How to manage bladder problems

Urine leakage (bladder incontinence) is more common in older women, but it’s not necessarily a natural part of ageing. You don’t have to ‘just live with it’. You can take action to help regain your bladder control.

If incontinence interferes with your daily life, it is worthwhile seeking professional help. A continence professional will assess your personal situation and create an appropriate continence management plan for you, which may include:

  • drinking enough fluid every day (6–8 glasses)
  • eating plenty of fibre-rich foods to prevent constipation (too much straining can damage the pelvic floor muscles)
  • pelvic floor muscle (Kegel) exercises
  • bladder training program
  • medicines 
  • incontinence aids, such as pads, catheters or condom drainage.

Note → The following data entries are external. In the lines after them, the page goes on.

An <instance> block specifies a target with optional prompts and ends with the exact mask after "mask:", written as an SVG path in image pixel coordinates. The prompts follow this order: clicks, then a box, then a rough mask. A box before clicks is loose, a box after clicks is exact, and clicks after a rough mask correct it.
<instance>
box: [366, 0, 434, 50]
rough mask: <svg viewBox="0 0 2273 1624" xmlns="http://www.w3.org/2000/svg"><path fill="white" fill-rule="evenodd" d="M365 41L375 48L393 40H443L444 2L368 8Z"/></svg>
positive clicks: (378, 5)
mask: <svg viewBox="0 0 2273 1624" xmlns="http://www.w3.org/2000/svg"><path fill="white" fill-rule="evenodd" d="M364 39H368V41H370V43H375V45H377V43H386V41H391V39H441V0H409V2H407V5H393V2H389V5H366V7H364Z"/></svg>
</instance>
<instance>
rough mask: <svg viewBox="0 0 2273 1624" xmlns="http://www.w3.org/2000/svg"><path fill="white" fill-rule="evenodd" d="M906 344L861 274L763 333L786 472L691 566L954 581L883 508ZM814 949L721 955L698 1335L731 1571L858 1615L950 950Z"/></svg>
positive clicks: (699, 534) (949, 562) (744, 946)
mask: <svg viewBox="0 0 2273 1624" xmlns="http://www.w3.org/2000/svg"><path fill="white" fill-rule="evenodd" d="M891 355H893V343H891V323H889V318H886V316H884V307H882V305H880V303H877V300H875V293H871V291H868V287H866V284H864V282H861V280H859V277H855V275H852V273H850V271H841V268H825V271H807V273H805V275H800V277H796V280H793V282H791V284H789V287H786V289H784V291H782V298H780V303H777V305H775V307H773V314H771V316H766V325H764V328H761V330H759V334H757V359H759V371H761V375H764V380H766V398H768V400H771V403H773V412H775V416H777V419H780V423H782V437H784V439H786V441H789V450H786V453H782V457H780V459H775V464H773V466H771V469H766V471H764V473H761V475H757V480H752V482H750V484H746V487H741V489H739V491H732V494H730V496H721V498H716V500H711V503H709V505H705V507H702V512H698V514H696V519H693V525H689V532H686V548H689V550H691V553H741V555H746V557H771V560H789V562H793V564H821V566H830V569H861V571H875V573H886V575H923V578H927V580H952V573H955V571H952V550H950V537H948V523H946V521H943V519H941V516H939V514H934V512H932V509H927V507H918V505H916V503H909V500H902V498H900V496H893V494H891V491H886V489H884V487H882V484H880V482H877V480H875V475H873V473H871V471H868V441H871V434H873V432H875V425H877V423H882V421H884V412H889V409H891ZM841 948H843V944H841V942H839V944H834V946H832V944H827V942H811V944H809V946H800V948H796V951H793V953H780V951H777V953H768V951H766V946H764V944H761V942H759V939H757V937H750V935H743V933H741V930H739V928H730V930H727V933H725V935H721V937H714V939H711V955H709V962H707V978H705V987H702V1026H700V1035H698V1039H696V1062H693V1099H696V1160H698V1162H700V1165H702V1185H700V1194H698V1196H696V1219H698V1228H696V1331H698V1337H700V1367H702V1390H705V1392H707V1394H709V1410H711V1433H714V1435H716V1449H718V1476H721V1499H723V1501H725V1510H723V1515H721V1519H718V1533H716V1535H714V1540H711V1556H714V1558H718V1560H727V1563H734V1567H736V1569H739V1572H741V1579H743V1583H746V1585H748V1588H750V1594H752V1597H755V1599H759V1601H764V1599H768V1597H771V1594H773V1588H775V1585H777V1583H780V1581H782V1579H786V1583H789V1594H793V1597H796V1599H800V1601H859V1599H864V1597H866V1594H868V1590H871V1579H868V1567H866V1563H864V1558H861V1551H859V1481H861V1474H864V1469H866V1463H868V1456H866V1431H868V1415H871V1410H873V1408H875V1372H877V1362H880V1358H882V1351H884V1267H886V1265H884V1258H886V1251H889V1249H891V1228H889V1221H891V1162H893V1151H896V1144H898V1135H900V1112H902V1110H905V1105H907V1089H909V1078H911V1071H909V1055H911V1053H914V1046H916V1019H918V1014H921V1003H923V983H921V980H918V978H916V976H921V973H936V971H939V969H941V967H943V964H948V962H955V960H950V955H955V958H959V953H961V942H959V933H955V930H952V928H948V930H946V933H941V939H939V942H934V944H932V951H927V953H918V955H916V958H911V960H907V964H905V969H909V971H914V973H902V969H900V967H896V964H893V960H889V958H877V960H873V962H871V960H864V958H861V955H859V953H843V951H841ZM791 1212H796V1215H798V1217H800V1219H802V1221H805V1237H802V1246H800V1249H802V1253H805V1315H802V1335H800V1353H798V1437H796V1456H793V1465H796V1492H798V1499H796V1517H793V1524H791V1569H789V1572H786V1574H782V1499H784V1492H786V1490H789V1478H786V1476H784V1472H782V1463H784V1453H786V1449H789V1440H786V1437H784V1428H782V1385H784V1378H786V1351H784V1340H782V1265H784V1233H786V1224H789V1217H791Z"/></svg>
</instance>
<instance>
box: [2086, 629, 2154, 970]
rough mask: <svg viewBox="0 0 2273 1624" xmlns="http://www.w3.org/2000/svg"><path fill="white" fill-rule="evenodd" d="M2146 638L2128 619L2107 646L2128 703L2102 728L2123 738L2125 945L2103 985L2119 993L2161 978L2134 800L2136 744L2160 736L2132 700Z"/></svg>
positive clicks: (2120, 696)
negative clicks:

Besides obtaining professional help, you can also train your bladder and pelvic floor muscle for better bladder control. This is known as bladder training, where you:

Identify your pattern

Keep a diary for a few days, in which you note each time that you urinate. This will help you to understand how often you urinate, as well as the interval between each time you go.

Extend your intervals

Use your bladder diary to calculate the amount of time from one urination to the next. Then see if you can extend the interval by 15 minutes. For example, if your average interval is one hour, then work towards extending it to an hour and 15 minutes.

Stick to your interval

Do your best to stick to your new interval. Urinate immediately after you wake up in the morning.If an urge to go arises afterwards, but it’s not your ‘scheduled’ time to go, try to wait it out (see next point). If you feel you’re going to have an accident, go to the toilet, but then return to your interval timings.

Practice relaxing

If you feel a sudden need to urinate before your scheduled time, try to stand still or sit down. Then, take deep breaths and contract your pelvic muscles, imagining the urge going away. Once you feel relaxed, slowly make your way to the bathroom if you still feel the need to go. Over time, this practice can help reduce feelings of urgency.

Perform Kegel exercises

Kegel exercises strengthen your pelvic floor muscles. To do them, squeeze your pelvic floor muscles as if you’re trying to stop your stream of urine. Your doctor may recommend that you do a set of these exercises three or four times a day. This will help to increase your intervals and reduce feelings of urgency.

Increase your intervals

Gradually lengthen the interval time to two to four hours. Lengthen in increments of 15 minutes each week until you reach the desired goal. Increasing your time limit slowly improves your chances of success.